The first time ever I saw her face, I was mesmerized. She lit up the room with her big smile and her effervescent personality. I was smitten, dumbfounded. She was animated, glowing. I was a skinny kid wearing white socks and penny loafers, a white shirt with a pocket protector, and black framed eyeglasses. I was frozen in place like a young calf looking at a new gate, paralyzed like a deer in the headlights, caught like a kid with his hand stuck in a candy jar. And what a sweet treat she has been to me for five decades now! I hoped the moment I saw her that she'd one day be my wife. Two years later, we exchanged wedding vows.

I was a freshman in college studying Bible and Missions at Southeastern University in Florida. Our encounter came the first day of registration. There's no explaining love, but it's real. For anyone who hasn't experienced it, you have my sympathy. Love elevates life to a higher level.

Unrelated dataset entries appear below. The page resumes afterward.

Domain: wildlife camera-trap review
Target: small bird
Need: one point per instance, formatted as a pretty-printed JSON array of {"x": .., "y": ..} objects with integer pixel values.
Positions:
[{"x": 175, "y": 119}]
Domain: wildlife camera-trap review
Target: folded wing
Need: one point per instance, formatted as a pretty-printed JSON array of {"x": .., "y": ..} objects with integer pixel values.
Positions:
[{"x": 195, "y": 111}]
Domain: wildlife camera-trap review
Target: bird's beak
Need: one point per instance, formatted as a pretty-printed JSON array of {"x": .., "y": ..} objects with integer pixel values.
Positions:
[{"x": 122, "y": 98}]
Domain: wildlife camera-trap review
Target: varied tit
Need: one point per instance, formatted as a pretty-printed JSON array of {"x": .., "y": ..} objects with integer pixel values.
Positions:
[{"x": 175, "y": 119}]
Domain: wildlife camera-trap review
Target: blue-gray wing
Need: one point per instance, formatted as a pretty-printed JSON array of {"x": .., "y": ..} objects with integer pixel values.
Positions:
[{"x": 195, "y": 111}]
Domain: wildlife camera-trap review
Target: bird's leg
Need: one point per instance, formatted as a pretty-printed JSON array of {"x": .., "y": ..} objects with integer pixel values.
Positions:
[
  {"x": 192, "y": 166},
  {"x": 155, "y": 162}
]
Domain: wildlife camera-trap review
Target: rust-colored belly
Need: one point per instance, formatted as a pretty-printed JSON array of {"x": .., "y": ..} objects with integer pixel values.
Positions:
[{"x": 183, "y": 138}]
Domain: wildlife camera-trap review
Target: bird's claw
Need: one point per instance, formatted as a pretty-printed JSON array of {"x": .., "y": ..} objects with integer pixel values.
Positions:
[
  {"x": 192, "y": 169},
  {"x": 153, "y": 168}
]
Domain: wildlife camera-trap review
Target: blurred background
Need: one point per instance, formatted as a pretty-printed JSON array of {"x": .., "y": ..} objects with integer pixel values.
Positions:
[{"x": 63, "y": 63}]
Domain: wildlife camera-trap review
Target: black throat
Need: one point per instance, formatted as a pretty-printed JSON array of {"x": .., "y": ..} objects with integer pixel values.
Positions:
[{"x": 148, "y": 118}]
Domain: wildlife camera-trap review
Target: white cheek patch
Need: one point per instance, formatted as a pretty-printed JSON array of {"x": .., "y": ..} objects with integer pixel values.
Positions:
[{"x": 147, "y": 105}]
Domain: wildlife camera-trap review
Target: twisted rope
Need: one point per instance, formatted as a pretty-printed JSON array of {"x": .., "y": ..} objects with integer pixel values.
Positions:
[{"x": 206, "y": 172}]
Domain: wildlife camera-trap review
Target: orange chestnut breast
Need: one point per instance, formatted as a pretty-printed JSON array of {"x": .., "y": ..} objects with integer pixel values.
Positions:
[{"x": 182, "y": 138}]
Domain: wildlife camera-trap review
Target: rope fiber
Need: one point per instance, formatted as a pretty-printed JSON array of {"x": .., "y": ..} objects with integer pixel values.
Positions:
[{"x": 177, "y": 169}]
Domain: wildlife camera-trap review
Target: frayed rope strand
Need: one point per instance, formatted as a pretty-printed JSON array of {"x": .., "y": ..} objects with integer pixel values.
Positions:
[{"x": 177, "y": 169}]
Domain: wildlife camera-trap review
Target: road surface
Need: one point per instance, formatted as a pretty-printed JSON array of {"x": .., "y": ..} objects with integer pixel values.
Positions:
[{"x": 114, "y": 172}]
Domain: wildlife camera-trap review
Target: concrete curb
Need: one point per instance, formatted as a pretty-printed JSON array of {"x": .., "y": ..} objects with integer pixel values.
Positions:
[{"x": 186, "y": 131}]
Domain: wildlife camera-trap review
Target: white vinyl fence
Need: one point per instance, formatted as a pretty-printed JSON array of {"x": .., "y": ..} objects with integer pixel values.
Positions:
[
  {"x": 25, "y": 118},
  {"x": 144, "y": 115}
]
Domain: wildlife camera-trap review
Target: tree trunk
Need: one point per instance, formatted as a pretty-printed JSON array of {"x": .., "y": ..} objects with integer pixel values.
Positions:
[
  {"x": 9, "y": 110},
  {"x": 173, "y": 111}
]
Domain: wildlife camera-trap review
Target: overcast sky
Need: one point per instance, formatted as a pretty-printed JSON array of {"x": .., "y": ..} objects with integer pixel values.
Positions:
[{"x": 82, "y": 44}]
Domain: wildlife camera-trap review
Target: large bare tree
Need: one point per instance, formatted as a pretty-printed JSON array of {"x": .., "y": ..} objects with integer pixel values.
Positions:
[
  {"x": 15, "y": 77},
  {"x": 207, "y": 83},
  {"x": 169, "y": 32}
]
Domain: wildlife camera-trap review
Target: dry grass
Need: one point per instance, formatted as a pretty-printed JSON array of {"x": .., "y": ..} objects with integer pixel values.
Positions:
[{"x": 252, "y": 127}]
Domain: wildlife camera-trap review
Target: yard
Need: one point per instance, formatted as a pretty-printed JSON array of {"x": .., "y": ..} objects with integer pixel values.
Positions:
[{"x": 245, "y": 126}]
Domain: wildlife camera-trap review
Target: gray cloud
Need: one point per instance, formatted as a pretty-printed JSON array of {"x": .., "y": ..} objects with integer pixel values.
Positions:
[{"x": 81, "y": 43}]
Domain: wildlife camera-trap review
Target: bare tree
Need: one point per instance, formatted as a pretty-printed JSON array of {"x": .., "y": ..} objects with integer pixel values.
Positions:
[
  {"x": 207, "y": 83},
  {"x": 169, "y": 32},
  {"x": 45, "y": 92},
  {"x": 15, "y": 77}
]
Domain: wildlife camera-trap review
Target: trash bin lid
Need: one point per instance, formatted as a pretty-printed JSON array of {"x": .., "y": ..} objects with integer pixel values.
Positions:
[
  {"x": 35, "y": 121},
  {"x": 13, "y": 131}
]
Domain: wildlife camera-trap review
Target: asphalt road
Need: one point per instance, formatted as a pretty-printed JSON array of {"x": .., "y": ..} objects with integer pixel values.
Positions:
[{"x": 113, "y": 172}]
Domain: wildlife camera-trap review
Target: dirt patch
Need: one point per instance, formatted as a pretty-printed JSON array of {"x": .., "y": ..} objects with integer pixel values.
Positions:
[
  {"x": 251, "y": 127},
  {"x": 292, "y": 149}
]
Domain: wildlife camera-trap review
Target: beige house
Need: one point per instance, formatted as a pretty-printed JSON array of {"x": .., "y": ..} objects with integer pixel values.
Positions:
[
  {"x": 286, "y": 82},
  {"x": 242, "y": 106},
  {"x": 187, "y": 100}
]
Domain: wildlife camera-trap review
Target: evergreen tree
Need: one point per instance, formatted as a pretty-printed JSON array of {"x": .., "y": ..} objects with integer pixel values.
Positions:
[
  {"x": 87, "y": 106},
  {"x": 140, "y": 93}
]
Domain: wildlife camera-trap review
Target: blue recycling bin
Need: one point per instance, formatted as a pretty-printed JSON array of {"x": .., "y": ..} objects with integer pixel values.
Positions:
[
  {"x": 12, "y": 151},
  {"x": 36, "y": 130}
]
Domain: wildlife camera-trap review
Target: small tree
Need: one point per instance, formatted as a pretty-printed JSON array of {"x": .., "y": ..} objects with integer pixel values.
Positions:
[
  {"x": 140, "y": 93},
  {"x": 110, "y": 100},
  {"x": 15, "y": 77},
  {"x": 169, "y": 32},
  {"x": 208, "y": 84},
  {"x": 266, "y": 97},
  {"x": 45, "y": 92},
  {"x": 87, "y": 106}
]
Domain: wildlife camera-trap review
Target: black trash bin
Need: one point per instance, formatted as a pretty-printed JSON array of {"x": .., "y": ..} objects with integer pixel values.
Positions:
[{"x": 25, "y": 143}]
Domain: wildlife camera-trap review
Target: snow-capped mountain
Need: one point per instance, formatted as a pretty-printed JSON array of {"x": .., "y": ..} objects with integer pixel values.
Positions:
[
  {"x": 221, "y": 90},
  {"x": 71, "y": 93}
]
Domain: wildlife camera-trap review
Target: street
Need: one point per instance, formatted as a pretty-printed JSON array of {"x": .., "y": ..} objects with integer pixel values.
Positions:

Of course, the kind of love I'm describing is romantic love, the unique attachment that knits two different people together in a satisfying bond that's unlike any other kind of human relationship. Does it always emerge full blown, or can it develop over time? If it existed in the beginning of a marriage, can it be eroded, damaged, or destroyed? Can a couple's romantic love, once lost, ever be rekindled or re-ignited? Yes, to all these questions.

Valentine's Day is a good occasion to take stock of our marriage. How goes our personal marital status? Are we working on it? The passage of years and modern busyness can cause us to take one another for granted, for expressions of affection to wane. Distractions and pressures can affect us. It's good to reflect a bit, to take time to think about things, so we can be more thankful for our spouse and pay attention to their need for our respect, affection, and attention. After all, it is the most important relationship in our earthly life.

Being a student of the Bible, I can't help but notice that God values a man and a woman's relationship. Our creator designed us for one another. He knows what (and who) we need. Marriage was his idea, part of his plan. "It is not good for man to be alone," He said.

In the Bible, there are particular words in the original Greek language for love which are not interchangeable. They reveal distinctions that we may overlook in English. There are three different words for love that mean 1) human affection, 2) sexual attraction, and 3) covenant love. That last love -- agape - is the kind that gives itself sacrificially, to benefit the object of its love. For example, "For God so loved the world that He gave..." This love is costly. It gives at its own expense, to its own hurt. It loves even when that love is not returned. In this case, God gave his Son for our salvation, conditioned upon if we will believe.

The second kind of love is eros, the romance of Cupid's arrow. It can be channeled, kept within bounds, focused. A chapter in the New Testament is solely devoted to love, 1 Corinthians 13. A book in the Old Testament, Song of Solomon, is about erotic love. It addresses love in rapturous tones that celebrates a couple's mutual desire and infatuation in sanctified sexuality.

For students of a happy marriage, I recommend "His Needs, Her Needs," by Willard Harley.